Geertgen tot Sint Jans, ook bekend als Gerrit van Haarlem, woonde vanaf 1480 als lekenbroeder in het klooster van de Sint Jansheren te Haarlem. Hij is jong gestorven. Veel werk hangt in het buitenland: Duitsland, VS, Tsjechië, Rusland, Italie, etc. Het museum toont enkele van zijn werken, waaronder ‘De aanbidding door de drie koningen’. Kenmerkend voor hem zijn de lange, slanke figuren met eivormige hoofden. Alles zeer gedetailleerd geschilderd. Op de zaal tevens knappe, uit hout gesneden beelden van religieuze taferelen. Mooi belicht. En een gepolychromeerd terracotta Mariabeeld (Mater Dolarosa, uit ca 1500). Zeer levensecht weergegeven door de houding, vorm en kleur van het hoofd.

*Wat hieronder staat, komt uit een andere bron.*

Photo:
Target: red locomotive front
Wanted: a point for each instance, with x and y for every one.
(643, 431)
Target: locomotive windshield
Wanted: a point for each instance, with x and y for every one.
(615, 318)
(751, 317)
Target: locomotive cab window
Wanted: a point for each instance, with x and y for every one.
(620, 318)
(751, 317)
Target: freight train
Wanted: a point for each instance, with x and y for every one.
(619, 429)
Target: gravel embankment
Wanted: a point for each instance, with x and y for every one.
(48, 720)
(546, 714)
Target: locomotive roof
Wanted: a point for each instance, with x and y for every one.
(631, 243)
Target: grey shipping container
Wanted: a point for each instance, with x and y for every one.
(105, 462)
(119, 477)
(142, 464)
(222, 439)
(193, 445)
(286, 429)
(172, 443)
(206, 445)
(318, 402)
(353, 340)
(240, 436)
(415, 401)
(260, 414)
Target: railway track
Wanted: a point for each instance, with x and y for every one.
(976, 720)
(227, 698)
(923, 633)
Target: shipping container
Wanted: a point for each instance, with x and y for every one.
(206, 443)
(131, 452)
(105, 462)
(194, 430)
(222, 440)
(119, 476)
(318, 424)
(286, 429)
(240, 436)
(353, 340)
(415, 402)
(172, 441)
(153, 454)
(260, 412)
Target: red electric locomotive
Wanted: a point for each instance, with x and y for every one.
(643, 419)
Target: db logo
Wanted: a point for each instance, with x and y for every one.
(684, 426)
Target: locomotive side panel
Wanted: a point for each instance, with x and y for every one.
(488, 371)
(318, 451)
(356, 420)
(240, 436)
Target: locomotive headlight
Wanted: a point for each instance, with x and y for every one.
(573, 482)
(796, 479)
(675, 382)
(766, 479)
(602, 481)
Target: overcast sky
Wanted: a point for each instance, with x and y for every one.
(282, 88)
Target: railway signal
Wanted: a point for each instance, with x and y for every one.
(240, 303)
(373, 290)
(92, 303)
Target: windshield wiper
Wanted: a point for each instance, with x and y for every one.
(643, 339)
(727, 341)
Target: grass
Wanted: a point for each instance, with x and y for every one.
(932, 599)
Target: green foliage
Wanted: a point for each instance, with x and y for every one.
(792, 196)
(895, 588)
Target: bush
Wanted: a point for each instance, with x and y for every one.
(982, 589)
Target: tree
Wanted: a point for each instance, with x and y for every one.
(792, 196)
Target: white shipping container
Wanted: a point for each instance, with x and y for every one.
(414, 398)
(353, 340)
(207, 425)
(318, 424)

Met de lift naar niveau 3: 1950 tot 2000. Moderne Kunst. Weer lijkt een wapen op ons gericht. ‘Made in USA’ van Sjinkichi Tajiri. Een manshoog messing beeld uit 1964. Kenmerkend voor Tajiri.
Via Karel Appel komen we bij het New Babylon project van Constant van rond 1960. Het rijk van de homo ludens, zonder de verplichting van arbeid.
De vleugel eindigt in de grote zaal 3.4 met o.a. een sterk polyester ‘Relief met segment’ van Ad Dekkers uit 1967; en, anders dan wat we van hem gewend zijn, ‘Schotelrelief’ van Jan Schoonhoven (papier, karton, hout en witte verf uit 1963); ‘Acht gestapelde balken’ (ijzer, 1964) van Carel Visser, een kunstwerk dat kracht en optimisme uitstraalt. Het tijdsbeeld wordt vervolmaakt door de film ‘Afsluiting van het Veerse gat’ (Bert Haanstra) uit 1962.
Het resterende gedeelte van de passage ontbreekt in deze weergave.